Para apontar todos os meus erros de português no texto (agradecido!), para dizer que aceitar dica de trato social minha configura o fundo do poço para você, ou mesmo para dizer que as árvres somo nozes: somir@desfavor.com

SALLY

É pertinente corrigir uma pessoa próxima que fala errado?

Eu acho meio escroto, meio constrangedor. A menos que a conseqüência da não correção seja ainda mais escrota e constrangedora, como por exemplo deixar a pessoa soltar um erro grosseiro em uma reunião de trabalho e se queimar com o chefe e com toda a equipe, eu faço de conta que nem escutei o erro se for uma pessoa bacana pela qual eu tenha carinho.

Claro que se for uma pessoa escrotinha que está tirando onda faço questão de corrigir e se tiver oportunidade, corrigir debochando. Ser escroto não é para quem quer, é para quem pode. Um nobody que fala errado não merece ficar tirando onda impunemente.

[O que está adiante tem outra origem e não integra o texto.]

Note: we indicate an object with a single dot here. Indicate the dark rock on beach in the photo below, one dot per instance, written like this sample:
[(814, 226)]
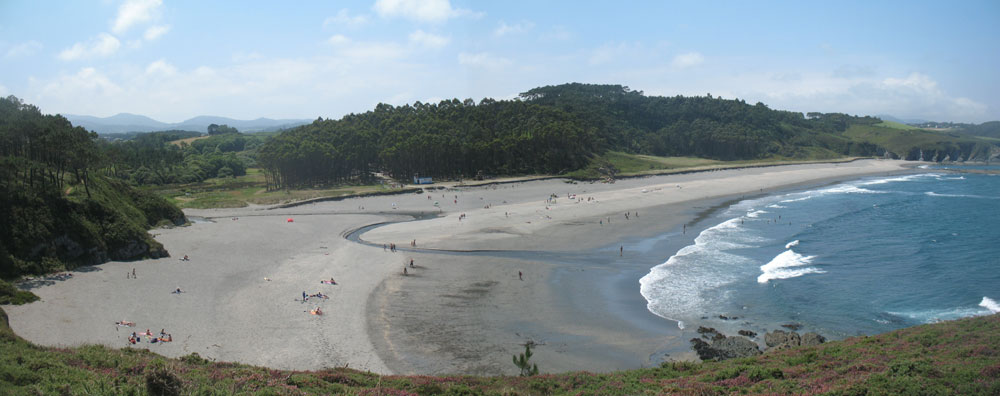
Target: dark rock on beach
[(810, 339), (725, 348), (792, 326), (780, 339)]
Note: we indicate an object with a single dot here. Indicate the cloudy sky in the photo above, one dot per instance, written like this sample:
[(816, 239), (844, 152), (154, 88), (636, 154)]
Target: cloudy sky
[(172, 60)]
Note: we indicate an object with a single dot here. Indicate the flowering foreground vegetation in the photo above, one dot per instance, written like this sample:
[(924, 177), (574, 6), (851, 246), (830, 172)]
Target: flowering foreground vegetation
[(958, 357)]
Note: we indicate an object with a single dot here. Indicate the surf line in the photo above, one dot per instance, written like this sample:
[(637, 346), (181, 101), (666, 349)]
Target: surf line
[(354, 235)]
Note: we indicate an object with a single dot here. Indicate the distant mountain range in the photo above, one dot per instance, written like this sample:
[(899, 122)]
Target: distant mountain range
[(125, 122)]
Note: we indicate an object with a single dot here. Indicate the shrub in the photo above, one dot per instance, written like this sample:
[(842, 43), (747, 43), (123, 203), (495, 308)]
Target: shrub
[(160, 382)]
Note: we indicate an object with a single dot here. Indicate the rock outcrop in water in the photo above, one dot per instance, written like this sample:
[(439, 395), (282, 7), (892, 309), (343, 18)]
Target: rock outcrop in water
[(721, 347), (780, 339), (714, 345)]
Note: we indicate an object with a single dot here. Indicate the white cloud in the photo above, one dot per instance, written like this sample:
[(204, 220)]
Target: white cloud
[(372, 51), (433, 11), (430, 40), (344, 19), (484, 60), (621, 51), (23, 50), (915, 95), (338, 39), (102, 45), (154, 32), (690, 59), (557, 33), (161, 68), (134, 12), (505, 29), (86, 83)]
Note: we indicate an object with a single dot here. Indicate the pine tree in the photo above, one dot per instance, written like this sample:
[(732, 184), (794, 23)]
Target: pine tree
[(527, 368)]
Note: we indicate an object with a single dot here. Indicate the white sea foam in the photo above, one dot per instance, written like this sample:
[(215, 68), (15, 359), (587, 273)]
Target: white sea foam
[(934, 194), (798, 199), (990, 304), (899, 179), (937, 315), (681, 288), (786, 265)]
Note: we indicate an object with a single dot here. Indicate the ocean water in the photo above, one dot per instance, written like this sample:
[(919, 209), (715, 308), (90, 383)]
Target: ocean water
[(859, 257)]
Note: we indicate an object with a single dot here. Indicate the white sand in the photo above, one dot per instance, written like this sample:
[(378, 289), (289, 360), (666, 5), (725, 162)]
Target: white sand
[(228, 311)]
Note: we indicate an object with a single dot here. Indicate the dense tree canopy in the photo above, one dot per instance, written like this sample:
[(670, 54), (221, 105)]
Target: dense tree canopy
[(57, 208), (547, 130)]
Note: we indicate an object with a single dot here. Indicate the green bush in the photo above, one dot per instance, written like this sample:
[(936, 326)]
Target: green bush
[(161, 382), (11, 295)]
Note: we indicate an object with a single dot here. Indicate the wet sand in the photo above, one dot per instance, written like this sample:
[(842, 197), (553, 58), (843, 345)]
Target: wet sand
[(452, 313)]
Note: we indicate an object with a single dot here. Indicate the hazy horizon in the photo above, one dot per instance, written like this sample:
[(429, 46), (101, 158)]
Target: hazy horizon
[(175, 61)]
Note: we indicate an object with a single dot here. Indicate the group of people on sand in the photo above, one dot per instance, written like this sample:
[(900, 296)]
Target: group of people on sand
[(162, 337)]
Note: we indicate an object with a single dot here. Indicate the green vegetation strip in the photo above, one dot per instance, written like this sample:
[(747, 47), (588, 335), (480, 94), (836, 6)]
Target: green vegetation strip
[(958, 357)]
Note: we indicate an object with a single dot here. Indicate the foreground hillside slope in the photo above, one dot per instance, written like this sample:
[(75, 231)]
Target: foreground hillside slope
[(958, 357)]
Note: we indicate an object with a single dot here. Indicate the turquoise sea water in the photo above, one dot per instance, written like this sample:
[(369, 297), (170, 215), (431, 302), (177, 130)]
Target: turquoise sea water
[(859, 257)]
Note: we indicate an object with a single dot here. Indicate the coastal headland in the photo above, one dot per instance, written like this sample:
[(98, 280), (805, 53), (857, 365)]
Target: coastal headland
[(494, 267)]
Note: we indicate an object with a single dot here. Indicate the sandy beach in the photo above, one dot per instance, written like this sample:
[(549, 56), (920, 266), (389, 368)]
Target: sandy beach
[(462, 308)]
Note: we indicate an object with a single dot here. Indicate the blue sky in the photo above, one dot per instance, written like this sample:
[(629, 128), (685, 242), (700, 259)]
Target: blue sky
[(173, 60)]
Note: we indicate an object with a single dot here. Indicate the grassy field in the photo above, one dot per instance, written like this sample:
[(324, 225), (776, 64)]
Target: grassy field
[(959, 357), (250, 189), (896, 125), (902, 141)]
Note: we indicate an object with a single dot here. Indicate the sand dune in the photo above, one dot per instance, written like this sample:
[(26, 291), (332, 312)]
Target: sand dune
[(450, 314)]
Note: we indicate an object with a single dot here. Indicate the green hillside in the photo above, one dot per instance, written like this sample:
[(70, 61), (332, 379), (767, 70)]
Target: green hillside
[(911, 144), (566, 129), (959, 357), (58, 207)]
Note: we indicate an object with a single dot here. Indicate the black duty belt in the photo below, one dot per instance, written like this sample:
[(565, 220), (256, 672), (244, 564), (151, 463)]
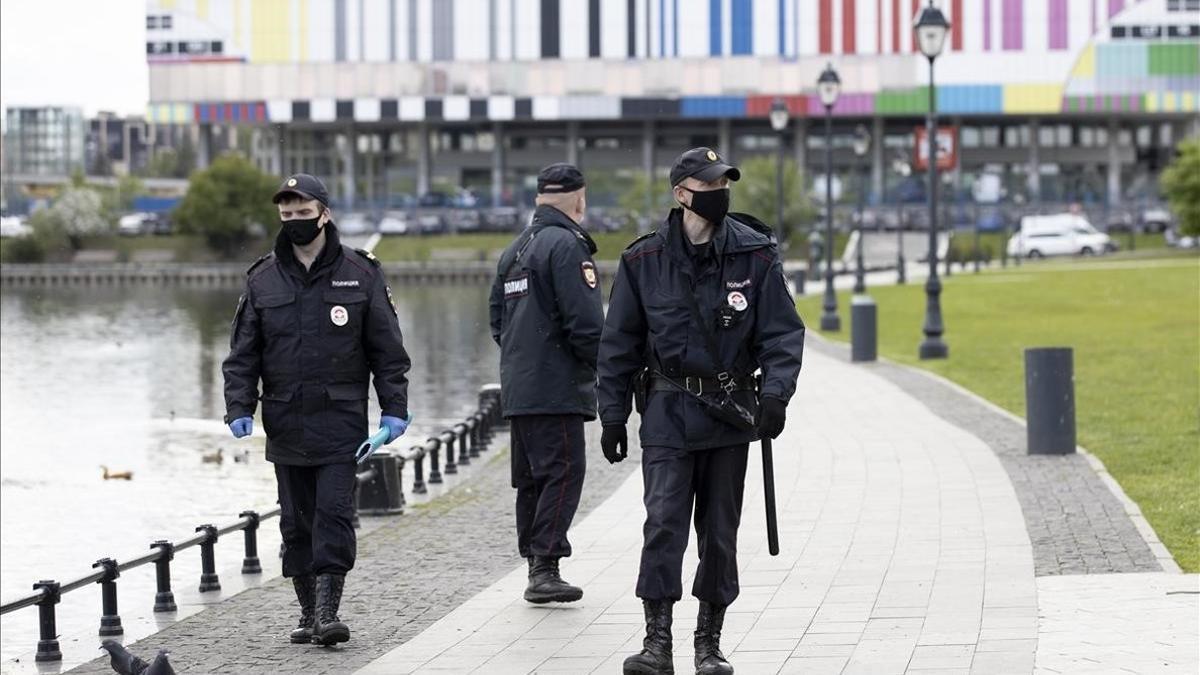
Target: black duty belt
[(701, 384)]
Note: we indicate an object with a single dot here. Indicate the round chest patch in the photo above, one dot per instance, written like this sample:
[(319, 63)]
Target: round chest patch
[(339, 315)]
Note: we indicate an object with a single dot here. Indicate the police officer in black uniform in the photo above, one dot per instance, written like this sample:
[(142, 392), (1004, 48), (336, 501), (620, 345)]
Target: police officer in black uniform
[(697, 306), (546, 316), (316, 321)]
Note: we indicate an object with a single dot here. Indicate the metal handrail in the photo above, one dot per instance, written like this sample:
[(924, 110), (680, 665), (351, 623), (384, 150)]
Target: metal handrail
[(475, 430)]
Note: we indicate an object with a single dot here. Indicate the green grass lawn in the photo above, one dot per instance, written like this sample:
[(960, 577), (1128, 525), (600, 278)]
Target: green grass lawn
[(1135, 329)]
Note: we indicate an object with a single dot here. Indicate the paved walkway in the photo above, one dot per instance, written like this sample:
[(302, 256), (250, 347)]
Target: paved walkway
[(904, 550)]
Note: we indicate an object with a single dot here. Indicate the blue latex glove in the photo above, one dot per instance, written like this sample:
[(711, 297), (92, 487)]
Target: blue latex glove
[(396, 426), (243, 426)]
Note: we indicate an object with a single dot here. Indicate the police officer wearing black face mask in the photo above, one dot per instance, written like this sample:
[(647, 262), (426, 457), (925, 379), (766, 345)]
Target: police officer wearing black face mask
[(315, 322), (695, 310), (546, 316)]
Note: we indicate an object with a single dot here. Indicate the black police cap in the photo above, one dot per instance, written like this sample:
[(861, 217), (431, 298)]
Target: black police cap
[(304, 186), (701, 163), (559, 178)]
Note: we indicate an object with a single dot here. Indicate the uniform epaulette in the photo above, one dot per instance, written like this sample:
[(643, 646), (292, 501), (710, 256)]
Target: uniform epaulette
[(369, 256), (642, 238), (258, 262)]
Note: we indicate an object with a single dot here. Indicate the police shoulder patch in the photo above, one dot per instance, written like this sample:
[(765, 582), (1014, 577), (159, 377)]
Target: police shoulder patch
[(369, 256)]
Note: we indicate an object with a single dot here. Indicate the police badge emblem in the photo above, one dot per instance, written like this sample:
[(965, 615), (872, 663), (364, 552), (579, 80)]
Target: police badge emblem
[(589, 274)]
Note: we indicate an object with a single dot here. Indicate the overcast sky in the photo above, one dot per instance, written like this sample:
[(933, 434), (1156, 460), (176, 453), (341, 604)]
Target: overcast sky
[(87, 53)]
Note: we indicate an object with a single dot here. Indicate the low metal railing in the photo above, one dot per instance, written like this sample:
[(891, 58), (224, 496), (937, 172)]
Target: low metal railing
[(469, 437)]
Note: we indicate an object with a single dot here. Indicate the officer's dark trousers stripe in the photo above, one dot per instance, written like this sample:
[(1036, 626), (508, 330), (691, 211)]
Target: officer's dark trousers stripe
[(549, 465), (673, 479)]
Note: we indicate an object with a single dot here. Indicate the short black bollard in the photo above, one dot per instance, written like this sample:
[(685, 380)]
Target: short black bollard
[(419, 476), (863, 329), (109, 619), (451, 467), (454, 437), (163, 599), (48, 632), (251, 565), (1050, 400), (209, 580), (799, 280)]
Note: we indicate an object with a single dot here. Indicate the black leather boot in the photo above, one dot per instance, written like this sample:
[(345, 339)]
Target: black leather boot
[(655, 655), (709, 659), (306, 593), (545, 584), (329, 629)]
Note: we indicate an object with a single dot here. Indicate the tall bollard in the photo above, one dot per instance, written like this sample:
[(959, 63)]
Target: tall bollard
[(163, 599), (1050, 400), (863, 329), (47, 626), (250, 563), (109, 619)]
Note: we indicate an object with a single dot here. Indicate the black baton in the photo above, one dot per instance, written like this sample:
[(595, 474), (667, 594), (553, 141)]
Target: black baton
[(768, 491)]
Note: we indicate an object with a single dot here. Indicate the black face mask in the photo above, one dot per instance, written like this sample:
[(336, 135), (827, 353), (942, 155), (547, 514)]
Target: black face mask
[(301, 232), (709, 204)]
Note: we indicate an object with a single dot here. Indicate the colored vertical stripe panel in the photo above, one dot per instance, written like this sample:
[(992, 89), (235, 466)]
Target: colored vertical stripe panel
[(825, 19), (742, 24), (957, 27), (1013, 28), (783, 28), (714, 28), (895, 25), (849, 27), (549, 29), (630, 28), (1057, 24), (987, 25), (593, 28)]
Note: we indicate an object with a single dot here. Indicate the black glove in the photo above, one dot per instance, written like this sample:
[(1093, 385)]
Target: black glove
[(772, 413), (611, 438)]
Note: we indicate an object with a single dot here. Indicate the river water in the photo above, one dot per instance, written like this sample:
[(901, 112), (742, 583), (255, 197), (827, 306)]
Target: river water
[(130, 377)]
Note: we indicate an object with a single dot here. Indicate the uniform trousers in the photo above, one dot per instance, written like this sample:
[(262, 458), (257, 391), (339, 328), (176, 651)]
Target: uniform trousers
[(676, 479)]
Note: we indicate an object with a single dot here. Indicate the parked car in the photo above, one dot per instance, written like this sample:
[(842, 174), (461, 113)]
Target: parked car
[(394, 222), (1061, 234)]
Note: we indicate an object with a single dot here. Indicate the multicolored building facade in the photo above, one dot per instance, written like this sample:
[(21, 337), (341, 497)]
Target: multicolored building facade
[(1066, 100)]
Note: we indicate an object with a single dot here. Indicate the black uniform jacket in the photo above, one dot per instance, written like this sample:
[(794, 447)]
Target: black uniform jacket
[(546, 316), (651, 326), (315, 338)]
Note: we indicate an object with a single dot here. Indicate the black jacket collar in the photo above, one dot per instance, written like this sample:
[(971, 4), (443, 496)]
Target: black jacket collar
[(546, 215)]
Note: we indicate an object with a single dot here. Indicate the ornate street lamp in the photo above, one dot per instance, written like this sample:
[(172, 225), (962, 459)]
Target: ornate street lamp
[(862, 144), (779, 118), (828, 88), (931, 29)]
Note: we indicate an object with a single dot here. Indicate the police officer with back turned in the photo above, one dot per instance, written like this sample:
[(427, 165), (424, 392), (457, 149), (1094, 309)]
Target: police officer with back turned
[(546, 316), (315, 322), (697, 306)]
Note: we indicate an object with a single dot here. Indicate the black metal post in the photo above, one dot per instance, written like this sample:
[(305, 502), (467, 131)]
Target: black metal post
[(829, 320), (209, 580), (48, 631), (163, 599), (933, 347), (109, 619), (251, 565), (859, 269), (419, 476)]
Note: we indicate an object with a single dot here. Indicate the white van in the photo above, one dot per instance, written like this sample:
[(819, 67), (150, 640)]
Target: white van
[(1061, 234)]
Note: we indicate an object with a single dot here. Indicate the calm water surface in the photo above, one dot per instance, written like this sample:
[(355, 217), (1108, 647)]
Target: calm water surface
[(130, 377)]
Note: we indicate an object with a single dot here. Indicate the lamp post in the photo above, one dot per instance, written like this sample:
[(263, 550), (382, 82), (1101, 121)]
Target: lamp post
[(931, 28), (828, 88), (779, 118), (862, 144)]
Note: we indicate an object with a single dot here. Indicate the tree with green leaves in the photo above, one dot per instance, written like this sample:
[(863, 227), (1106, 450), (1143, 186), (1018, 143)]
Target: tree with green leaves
[(225, 201), (1181, 183)]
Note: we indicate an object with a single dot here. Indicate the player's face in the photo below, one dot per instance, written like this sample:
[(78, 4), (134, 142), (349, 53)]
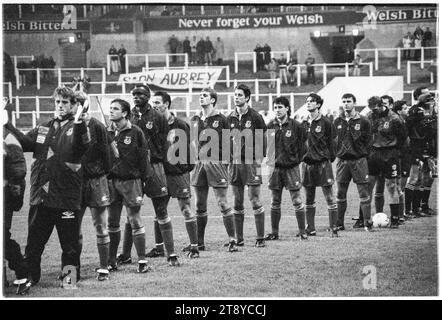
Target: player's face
[(348, 104), (140, 99), (64, 107), (239, 98), (115, 112), (158, 104), (205, 99), (312, 105), (280, 110)]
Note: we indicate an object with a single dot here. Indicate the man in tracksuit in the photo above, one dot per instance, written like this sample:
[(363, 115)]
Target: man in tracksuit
[(422, 130), (56, 178), (353, 144), (245, 168), (14, 172), (177, 166), (155, 128), (286, 139), (129, 170), (389, 135), (96, 164), (317, 169)]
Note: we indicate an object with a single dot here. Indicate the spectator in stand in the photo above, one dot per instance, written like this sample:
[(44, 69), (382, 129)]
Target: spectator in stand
[(200, 50), (259, 57), (282, 62), (219, 51), (272, 67), (267, 56), (357, 66), (208, 49), (122, 57), (292, 70), (186, 47), (417, 46), (114, 59), (173, 46), (407, 42), (309, 62), (193, 57)]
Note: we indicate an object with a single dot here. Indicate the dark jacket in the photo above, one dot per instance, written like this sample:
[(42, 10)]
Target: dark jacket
[(252, 121), (321, 134), (388, 130), (96, 162), (289, 142), (353, 139), (56, 173), (132, 148), (176, 124), (215, 121), (155, 128)]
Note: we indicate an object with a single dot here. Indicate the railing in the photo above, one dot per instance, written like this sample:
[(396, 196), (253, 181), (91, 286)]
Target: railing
[(59, 74), (398, 54), (146, 57)]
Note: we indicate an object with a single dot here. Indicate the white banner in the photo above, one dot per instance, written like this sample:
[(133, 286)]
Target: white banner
[(176, 79)]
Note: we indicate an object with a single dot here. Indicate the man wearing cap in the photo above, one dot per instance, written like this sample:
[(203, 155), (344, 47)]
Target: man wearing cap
[(210, 168), (422, 130), (316, 168), (248, 150), (96, 164), (353, 144), (56, 177), (155, 128), (177, 166)]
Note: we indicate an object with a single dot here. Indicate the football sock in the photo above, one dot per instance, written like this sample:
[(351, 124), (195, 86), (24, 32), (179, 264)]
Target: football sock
[(275, 217), (113, 245), (167, 234), (239, 224), (127, 240), (259, 222), (201, 222)]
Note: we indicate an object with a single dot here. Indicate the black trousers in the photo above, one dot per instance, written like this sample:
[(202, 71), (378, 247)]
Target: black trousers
[(41, 223)]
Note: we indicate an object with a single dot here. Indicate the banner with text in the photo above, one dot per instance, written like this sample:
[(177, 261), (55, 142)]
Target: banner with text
[(175, 79), (284, 20)]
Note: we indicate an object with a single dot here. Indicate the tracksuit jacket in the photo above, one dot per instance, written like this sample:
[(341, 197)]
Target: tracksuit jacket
[(155, 128), (251, 120), (353, 139), (321, 134), (290, 138), (56, 173)]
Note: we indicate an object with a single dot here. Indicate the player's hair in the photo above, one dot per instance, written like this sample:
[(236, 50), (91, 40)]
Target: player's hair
[(349, 95), (285, 102), (374, 101), (317, 98), (418, 91), (390, 99), (212, 92), (397, 105), (65, 92), (165, 96), (125, 106), (245, 89)]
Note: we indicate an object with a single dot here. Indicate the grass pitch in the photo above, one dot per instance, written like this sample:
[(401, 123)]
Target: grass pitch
[(405, 260)]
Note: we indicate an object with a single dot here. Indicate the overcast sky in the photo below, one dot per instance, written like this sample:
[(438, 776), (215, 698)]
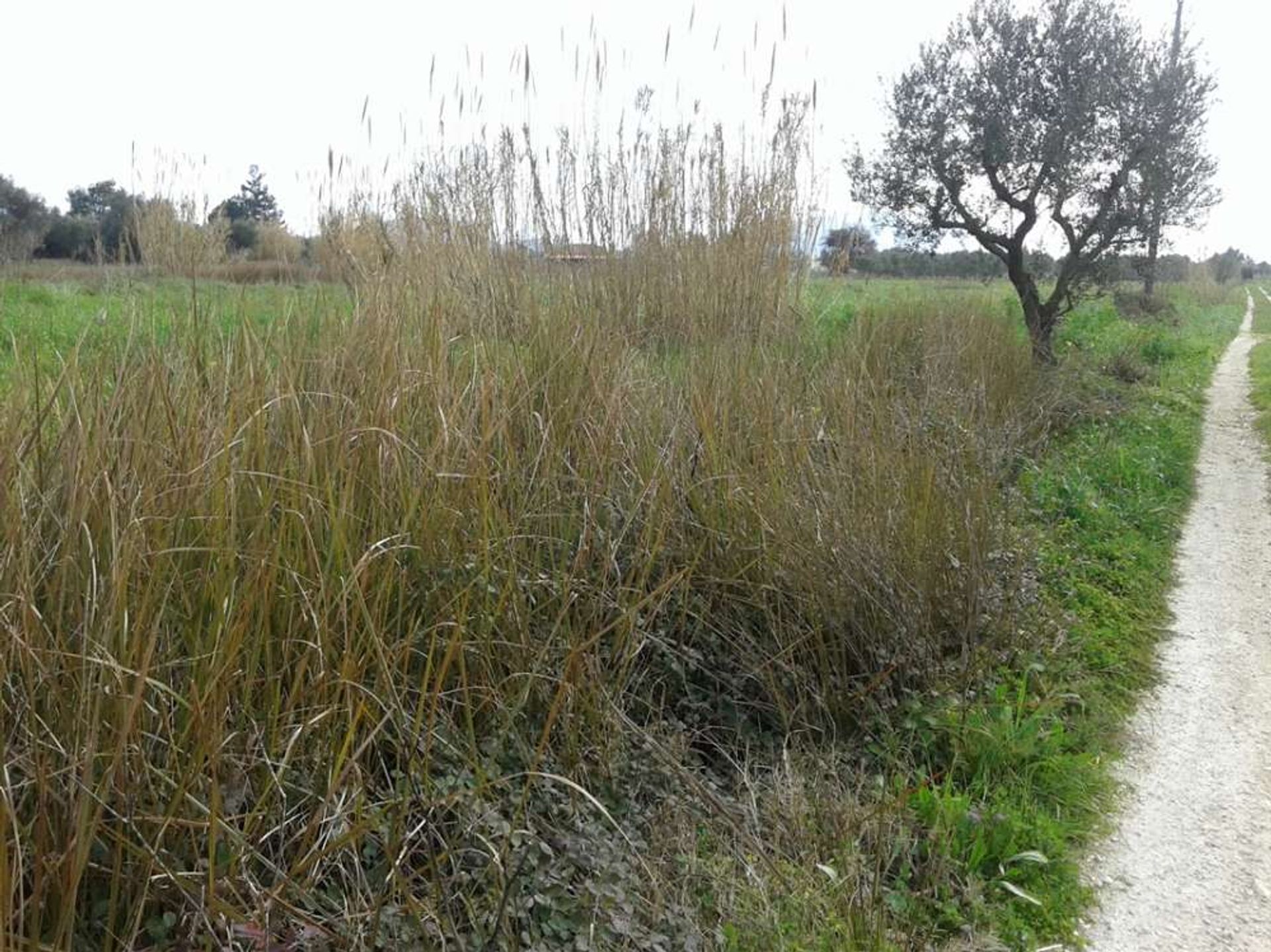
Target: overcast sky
[(154, 93)]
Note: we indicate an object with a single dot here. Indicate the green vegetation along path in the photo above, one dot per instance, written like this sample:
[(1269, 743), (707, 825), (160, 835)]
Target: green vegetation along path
[(1190, 865)]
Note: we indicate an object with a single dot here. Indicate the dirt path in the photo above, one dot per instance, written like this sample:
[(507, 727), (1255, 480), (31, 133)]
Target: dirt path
[(1190, 867)]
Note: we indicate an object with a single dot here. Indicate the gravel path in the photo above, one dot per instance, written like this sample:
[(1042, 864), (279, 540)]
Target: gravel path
[(1190, 867)]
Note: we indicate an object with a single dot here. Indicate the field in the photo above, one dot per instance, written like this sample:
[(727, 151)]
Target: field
[(540, 613)]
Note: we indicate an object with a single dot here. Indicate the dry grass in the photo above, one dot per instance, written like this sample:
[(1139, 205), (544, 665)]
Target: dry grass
[(450, 622)]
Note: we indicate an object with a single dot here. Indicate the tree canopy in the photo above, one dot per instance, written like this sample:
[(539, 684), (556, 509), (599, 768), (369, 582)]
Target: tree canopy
[(254, 205), (1019, 120), (23, 222)]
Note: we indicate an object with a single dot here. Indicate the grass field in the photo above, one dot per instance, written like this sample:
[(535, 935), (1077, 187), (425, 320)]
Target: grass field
[(543, 614)]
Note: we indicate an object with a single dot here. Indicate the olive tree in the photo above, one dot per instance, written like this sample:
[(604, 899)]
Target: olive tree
[(1023, 122)]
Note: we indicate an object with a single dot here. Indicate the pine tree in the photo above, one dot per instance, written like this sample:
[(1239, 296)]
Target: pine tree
[(256, 200), (1178, 172)]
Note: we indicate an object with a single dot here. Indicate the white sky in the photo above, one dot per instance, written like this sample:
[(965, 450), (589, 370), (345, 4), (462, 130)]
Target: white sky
[(153, 92)]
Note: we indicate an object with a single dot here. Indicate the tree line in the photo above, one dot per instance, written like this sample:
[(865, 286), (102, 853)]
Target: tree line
[(855, 250), (101, 222), (1057, 116)]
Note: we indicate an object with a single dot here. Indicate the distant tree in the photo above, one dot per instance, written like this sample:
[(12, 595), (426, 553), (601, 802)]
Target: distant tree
[(1229, 265), (254, 206), (1017, 117), (1178, 171), (256, 197), (23, 222), (843, 247), (69, 237), (105, 211)]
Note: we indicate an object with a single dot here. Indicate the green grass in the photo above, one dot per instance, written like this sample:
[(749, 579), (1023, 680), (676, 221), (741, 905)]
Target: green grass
[(45, 322), (874, 599), (1012, 778), (1260, 364)]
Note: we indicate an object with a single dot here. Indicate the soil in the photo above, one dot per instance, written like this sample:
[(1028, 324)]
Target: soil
[(1190, 865)]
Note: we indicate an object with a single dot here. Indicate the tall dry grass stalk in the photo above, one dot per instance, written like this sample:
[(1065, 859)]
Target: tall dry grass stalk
[(175, 239), (442, 624)]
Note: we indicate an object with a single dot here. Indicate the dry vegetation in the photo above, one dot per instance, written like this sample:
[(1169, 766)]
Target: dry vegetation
[(506, 613)]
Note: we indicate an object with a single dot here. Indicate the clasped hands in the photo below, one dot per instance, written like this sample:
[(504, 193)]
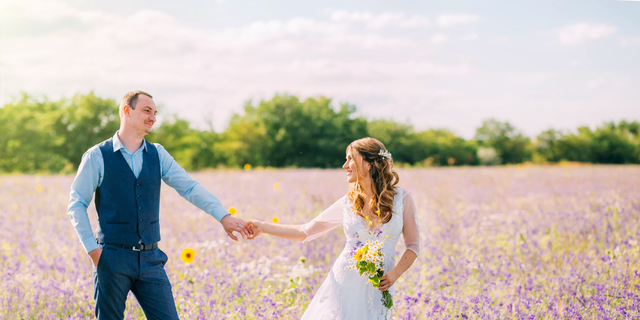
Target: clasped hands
[(248, 230)]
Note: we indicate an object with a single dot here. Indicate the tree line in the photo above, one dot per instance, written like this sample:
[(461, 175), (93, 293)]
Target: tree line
[(51, 136)]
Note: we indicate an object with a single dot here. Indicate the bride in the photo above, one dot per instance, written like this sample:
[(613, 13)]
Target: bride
[(374, 209)]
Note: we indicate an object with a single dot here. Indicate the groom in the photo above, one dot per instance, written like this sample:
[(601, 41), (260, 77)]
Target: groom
[(125, 172)]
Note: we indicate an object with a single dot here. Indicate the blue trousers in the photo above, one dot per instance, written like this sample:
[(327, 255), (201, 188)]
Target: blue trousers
[(122, 270)]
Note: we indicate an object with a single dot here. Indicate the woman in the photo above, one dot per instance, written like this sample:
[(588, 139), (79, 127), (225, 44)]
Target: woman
[(374, 209)]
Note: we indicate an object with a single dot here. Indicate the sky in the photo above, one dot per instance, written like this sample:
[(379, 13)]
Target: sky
[(434, 64)]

Se vier tirar onda com português errado vai tomar correção sim. Mas, sendo uma pessoa pela qual tenho algum carinho, me sinto meio que humilhando a pessoa se corrigir seu português.

Curioso que eu mesma não me importo quando as pessoas me corrigem, e eu erro bastante porque o português não é minha língua materna. Mas acho muito chato corrigir os outros. Principalmente se for na frente de terceiros. Parece que você está querendo bancar a inteligentona e ressaltar o erro alheio. É duro, viu? Tem horas que dá vontade de guardar as orelhas dentro da bolsa, porque é duro ouvir o mesmo maldito erro por meses e meses. Mas vale o sacrifico. Nada me irrita mais do que gente magoada, acho um saco. Gente magoada é um pau no cu, me dá vontade de cobrir gente magoada de cacete.

Um exemplo que mostra até onde chega meu constrangimento: uma pessoa que trabalhava comigo, uma ótima pessoa por sinal, não era uma mente brilhante. Mas era um amor de pessoa. Nunca tive coragem de corrigir seus erros – muitos por sinal. Sua única função que demandava escrita era dar início aos processos. Para isso, bastava escrever “Autue-se” e assinar. Pois bem, comecei a ver que estão chegando vários processos com “Altue-se” assinados por esta pessoa. Isso começou a me envergonhar profundamente. Fiz correções manuais em um por um e semana após semana continuam vindo processos iniciados por “Altue-se”. Dei todas as dicas e indiretas, mostrei a palavra sutilmente para a pessoa na esperança que lendo ela compreenda e assimile a grafia correta. Nada.

Fui intimada a falar com a pessoa. Sabem o que eu fiz? Mandei fazer um carimbo escrito AUTUE-SE e dei para a pessoa, dizendo que era para evitar tanto trabalho de escrever em cada processo, assim dali pra frente ela só precisava carimbar e assinar. Frouxa? Otária? Sei lá, fico constrangida de corrigir uma pessoa que teve menos oportunidade de estudar do que eu se ela for realmente uma boa pessoa. Além disso me conheço e sei que se a pessoa se magoar não vou me agüentar e vou mandar tomar na tarraqueta. Melhor evitar esse tipo de situação!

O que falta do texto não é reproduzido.